Carriden Estate Sawmill

As the timber on the Carriden estate matured it was decided to construct a water-powered sawmill onto the west side of the stable block.  The location was chosen for the ease with which water could be supplied from a dam constructed across the Muirhouses burn and the lade closely followed a Roman predecessor which led to a bathhouse for the adjacent Roman fort.  Remains of that bathhouse were encountered during the original excavation of the wheel pit in the 1850s.

Illus 1: Carriden Mill under Archaeological Excavation in 2006 looking north with the wheel pit on the right and the iron plates from the saw bench on the left. The trough taking water to the wheel is in the foreground with steps down to the wheel to its left.

The dam on the Muirhouses Burn created a pond in the steep sided valley and a second reservoir was added to the east to provide supplementary water.  The damhead was replaced in concrete sometime around 1920 and the mill continued in operation until the Second World War.  Thereafter it was abandoned and the building slowly decayed.  The roof was still present in 1978 but collapsed shortly thereafter.

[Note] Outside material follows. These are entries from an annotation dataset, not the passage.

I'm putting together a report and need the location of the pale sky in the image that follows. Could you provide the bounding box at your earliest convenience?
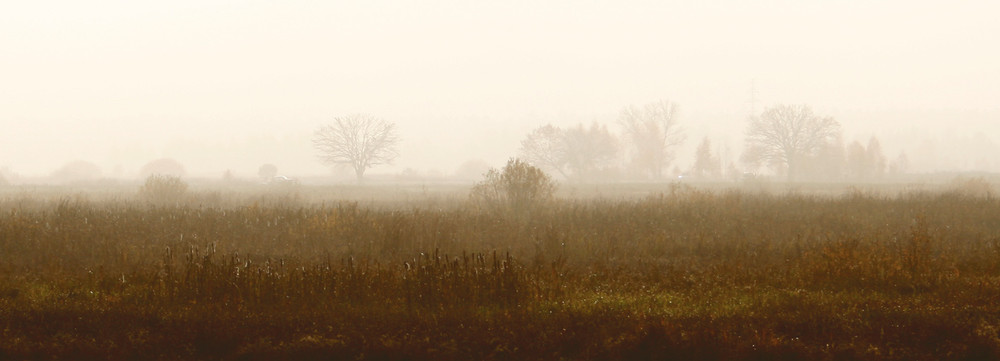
[0,0,1000,177]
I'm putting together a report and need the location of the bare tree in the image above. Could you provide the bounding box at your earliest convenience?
[618,101,684,178]
[521,124,569,178]
[313,114,399,183]
[691,137,722,177]
[563,122,618,180]
[521,122,618,180]
[744,105,840,181]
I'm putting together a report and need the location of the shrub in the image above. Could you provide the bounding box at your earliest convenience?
[471,159,556,214]
[139,174,188,204]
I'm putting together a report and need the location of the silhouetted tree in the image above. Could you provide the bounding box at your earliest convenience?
[313,114,399,183]
[618,101,684,178]
[743,105,840,181]
[471,159,556,215]
[520,124,569,178]
[563,122,618,180]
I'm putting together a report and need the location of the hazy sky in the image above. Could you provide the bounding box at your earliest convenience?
[0,0,1000,176]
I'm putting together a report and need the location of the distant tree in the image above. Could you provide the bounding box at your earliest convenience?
[470,159,556,215]
[52,160,101,182]
[865,136,887,178]
[520,124,569,178]
[257,163,278,182]
[801,133,845,181]
[563,122,618,180]
[744,105,840,181]
[691,137,722,177]
[618,101,684,178]
[139,158,187,178]
[313,114,399,183]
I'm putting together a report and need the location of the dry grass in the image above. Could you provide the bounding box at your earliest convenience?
[0,182,1000,360]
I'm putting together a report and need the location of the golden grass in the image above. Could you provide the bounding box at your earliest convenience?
[0,183,1000,360]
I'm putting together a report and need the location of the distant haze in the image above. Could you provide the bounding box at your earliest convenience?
[0,0,1000,177]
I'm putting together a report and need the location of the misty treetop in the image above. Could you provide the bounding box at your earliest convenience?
[618,100,684,179]
[313,114,400,182]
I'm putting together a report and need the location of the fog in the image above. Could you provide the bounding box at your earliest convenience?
[0,0,1000,178]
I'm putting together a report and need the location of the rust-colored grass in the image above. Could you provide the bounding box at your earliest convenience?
[0,184,1000,360]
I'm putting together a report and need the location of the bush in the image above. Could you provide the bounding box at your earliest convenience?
[139,174,188,204]
[472,159,556,214]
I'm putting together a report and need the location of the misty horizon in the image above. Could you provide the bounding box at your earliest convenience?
[0,0,1000,178]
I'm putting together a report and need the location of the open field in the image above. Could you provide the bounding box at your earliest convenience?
[0,181,1000,360]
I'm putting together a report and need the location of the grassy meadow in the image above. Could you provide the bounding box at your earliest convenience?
[0,179,1000,360]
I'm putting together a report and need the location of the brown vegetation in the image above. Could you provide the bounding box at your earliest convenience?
[0,187,1000,360]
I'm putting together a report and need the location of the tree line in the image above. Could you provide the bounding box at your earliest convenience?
[313,100,908,182]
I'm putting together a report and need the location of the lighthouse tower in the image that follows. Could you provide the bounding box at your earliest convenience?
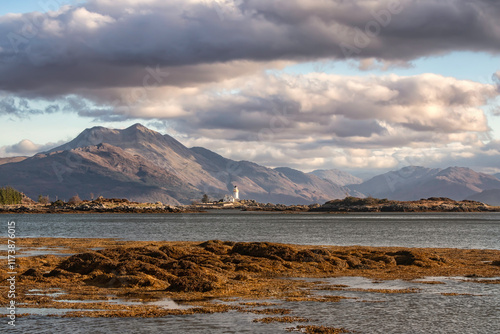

The wheel was of 16ft diameter; the outer circumference made up of cast iron panels bolted together.  Slots on the inside of the panels took the timber paddles, strengthened by steel tie-bars.  The axle sat in cast iron bushes with that on the west resting on an inspection path accessed by a steep stone stair.  The pit had been floored over and part of the travelling saw bench sat on it.  This bench continued on to the solid ground to the north.  Originally it was driven directly from gearing, but latterly it was through a secondary pit to the west which housed a static circular saw.

Illus 2: Carriden Mill with the saw pit in the foreground, the travelling saw bench to the back left and the water wheel back right. Looking east.